Your actions are only as fast as your slowest queries.

Fast:

Under 10ms: Perfect. Nothing to do here, this is probably a properly designed query using the correct indexes.
10-50ms: Good for queries with optimized joins.

Acceptable:

50-100ms: Fine for moderately complex queries.
100-200ms: Okay for heavy aggregations.

Slow:

200-500ms: Here we start seeing things that are worth investigating.
500ms-1s: Definitely needs work.
Over 1 second: We can consider these critical and MUST FIX if they are part of a critical path.

Simple queries (single table, indexed columns) should be under 10ms. If User.find(123) is taking 50ms, something’s wrong. Complex queries with joins and aggregations? They should be under 200ms.

Some of the common root causes of these slow queries we usually see when we are doing performance optimization work are missing indexes on foreign keys or WHERE/ORDER BY columns, N+1 queries, full table scans on large tables, and unoptimized LIKE queries with wildcards on both sides.

The power tool to uncover these: EXPLAIN ANALYZE. It will let you see execution plans and identify missing indexes or sequential scans.

View Rendering

View rendering time is usually high because of:

Rendering too many partials (partials are slow!)
N+1 queries hidden in view code
Not using fragment caching where you could

Our suggestion for flagging views as slow is: if they are consistently over 100ms, investigate.

External API Calls

An action is only as fast as its slowest code statement. Hitting an external service in an action will kill your response time. This is not always possible, but we should work hard to avoid hitting 3rd party services via HTTP/network during the process of a request flow. Try to move those calls to background jobs and build a business process that takes into account asynchronicity around them.

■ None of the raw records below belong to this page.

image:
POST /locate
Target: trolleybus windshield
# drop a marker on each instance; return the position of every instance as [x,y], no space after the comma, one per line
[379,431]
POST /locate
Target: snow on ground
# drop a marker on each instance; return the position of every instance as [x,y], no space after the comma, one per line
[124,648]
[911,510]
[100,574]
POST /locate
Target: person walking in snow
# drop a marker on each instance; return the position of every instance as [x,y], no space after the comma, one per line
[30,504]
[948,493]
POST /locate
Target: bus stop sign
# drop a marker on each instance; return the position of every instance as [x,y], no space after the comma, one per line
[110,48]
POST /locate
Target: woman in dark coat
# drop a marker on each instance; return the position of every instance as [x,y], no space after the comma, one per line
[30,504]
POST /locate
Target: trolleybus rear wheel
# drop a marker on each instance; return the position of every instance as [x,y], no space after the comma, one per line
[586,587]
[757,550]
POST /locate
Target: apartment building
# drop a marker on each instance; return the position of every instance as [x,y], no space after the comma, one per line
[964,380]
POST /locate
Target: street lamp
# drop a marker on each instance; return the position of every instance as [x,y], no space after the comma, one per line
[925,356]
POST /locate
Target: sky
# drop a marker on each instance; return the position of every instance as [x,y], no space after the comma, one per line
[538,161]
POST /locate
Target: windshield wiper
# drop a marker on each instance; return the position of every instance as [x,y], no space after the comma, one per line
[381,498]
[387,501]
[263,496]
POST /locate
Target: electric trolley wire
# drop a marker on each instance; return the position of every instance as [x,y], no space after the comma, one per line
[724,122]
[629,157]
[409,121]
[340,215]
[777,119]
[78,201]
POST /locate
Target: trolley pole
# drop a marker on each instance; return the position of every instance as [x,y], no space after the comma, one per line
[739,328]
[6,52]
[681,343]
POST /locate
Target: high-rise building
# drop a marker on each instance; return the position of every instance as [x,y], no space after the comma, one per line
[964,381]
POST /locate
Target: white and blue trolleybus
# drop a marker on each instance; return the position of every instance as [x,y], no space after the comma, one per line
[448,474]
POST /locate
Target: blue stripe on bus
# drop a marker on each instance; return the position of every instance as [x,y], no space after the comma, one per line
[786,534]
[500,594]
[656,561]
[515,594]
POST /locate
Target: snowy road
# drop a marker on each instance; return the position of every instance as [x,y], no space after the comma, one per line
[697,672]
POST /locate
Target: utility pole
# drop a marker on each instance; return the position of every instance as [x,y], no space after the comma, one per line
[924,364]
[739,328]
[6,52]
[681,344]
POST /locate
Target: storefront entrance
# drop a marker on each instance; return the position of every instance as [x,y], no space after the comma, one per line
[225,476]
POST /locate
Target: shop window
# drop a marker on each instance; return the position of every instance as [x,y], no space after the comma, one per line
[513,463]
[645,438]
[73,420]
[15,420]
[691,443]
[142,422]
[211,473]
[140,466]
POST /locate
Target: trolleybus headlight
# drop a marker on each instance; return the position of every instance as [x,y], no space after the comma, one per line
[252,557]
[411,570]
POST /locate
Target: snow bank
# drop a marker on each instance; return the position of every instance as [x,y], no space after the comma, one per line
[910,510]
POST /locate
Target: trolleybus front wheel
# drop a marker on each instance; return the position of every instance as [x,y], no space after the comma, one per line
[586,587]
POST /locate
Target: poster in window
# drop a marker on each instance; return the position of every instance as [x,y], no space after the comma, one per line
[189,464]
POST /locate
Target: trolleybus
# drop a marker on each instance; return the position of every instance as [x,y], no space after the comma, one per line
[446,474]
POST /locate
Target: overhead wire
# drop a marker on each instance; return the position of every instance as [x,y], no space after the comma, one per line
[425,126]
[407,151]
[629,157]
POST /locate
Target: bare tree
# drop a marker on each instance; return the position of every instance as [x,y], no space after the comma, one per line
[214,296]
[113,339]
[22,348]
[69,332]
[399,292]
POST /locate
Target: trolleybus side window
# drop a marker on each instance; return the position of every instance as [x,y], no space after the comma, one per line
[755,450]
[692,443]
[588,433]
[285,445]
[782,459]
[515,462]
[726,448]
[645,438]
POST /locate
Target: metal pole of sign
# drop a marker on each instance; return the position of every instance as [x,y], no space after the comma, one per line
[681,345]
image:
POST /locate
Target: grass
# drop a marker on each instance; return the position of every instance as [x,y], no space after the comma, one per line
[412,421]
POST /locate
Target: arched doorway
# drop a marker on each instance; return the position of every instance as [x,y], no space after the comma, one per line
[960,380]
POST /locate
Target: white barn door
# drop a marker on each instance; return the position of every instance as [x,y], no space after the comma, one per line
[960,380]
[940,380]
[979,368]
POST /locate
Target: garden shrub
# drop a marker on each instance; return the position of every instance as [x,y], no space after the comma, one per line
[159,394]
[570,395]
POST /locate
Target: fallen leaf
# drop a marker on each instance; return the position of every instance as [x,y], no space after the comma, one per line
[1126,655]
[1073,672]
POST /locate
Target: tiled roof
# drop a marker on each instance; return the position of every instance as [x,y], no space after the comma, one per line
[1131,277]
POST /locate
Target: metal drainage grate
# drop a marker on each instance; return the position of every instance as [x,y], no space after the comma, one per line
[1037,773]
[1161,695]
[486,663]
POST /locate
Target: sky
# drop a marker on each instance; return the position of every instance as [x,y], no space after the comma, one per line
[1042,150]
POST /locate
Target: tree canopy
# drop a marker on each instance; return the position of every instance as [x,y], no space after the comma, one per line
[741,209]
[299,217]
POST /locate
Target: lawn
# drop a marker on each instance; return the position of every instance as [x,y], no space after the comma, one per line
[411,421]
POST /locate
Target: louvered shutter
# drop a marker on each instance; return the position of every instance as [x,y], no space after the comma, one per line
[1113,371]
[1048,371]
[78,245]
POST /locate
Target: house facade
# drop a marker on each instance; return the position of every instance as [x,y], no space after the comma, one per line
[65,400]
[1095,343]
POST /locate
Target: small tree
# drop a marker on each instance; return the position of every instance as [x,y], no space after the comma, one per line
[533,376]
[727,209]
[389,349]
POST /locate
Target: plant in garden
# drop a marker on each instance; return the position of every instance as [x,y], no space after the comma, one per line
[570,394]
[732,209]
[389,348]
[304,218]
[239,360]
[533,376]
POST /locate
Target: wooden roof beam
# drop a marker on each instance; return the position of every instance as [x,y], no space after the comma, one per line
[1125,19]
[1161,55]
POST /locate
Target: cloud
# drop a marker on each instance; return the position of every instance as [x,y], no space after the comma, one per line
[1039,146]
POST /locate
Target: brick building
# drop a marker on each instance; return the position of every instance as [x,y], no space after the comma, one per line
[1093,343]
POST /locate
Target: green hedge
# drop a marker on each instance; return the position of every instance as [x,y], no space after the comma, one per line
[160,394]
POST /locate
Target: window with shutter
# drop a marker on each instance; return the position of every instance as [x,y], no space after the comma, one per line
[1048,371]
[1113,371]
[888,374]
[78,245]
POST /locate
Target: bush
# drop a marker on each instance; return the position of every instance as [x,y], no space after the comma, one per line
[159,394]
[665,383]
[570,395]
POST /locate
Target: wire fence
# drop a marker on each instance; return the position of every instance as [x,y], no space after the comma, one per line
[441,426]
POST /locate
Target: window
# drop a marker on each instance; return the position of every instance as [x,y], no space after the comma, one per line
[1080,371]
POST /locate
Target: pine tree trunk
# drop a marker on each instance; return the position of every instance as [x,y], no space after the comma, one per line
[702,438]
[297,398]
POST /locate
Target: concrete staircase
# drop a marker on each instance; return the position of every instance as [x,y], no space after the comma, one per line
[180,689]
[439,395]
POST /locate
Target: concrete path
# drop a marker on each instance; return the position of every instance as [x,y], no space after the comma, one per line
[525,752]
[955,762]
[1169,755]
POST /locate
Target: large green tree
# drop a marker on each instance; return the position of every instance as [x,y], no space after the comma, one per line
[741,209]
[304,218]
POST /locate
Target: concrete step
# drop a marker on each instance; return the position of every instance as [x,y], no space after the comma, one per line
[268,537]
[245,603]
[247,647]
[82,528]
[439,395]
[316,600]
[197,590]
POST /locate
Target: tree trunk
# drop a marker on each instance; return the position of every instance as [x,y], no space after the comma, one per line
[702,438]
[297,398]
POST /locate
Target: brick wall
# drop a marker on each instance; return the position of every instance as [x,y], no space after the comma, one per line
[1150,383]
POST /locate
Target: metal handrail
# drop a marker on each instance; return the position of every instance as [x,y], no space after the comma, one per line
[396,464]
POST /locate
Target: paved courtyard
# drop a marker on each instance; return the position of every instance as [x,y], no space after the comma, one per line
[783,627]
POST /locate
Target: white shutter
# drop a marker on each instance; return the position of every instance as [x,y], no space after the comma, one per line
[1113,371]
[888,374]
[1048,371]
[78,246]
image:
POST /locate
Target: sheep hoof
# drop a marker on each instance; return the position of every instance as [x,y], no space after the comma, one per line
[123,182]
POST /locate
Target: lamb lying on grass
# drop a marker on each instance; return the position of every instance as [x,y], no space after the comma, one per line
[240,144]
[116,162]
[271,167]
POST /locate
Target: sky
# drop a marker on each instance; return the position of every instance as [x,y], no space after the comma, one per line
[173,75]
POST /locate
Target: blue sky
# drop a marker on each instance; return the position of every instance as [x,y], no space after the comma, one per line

In cases where the above is not possible, we try to target under 200ms for API calls. Anything over 500ms should be moved to background jobs or cached aggressively.

If you must make synchronous API calls, remember to set timeouts and have fallback behavior or use circuit breakers.

TL;DR: Thresholds

Here’s what to flag as slow using P95:

Actions: P95 > 500ms
Database queries: P95 > 100ms
API calls: P95 > 200ms

And remember, these thresholds can vary from project to project and be influenced by business requirements (eg, SEO penalties) or context (eg, an admin interface that’s used sparingly for very specific tasks, there’s no problem in relaxing these a little bit), but they work as solid starting points.

Conclusion

Performance is an integral concern: Server time, network latency, asset delivery, and browser rendering, users experience all of it.

Of all these components, server time is where you have the most control. Every millisecond you shave off server response time is a millisecond that doesn’t add to the total user experience.

Look at P95 for your actions. Find the bottlenecks (database queries, view rendering, API calls) and fix what’s making users wait.

Always take the whole picture into account when prioritizing performance-related work, and put your effort where it will give your users the bigger benefits.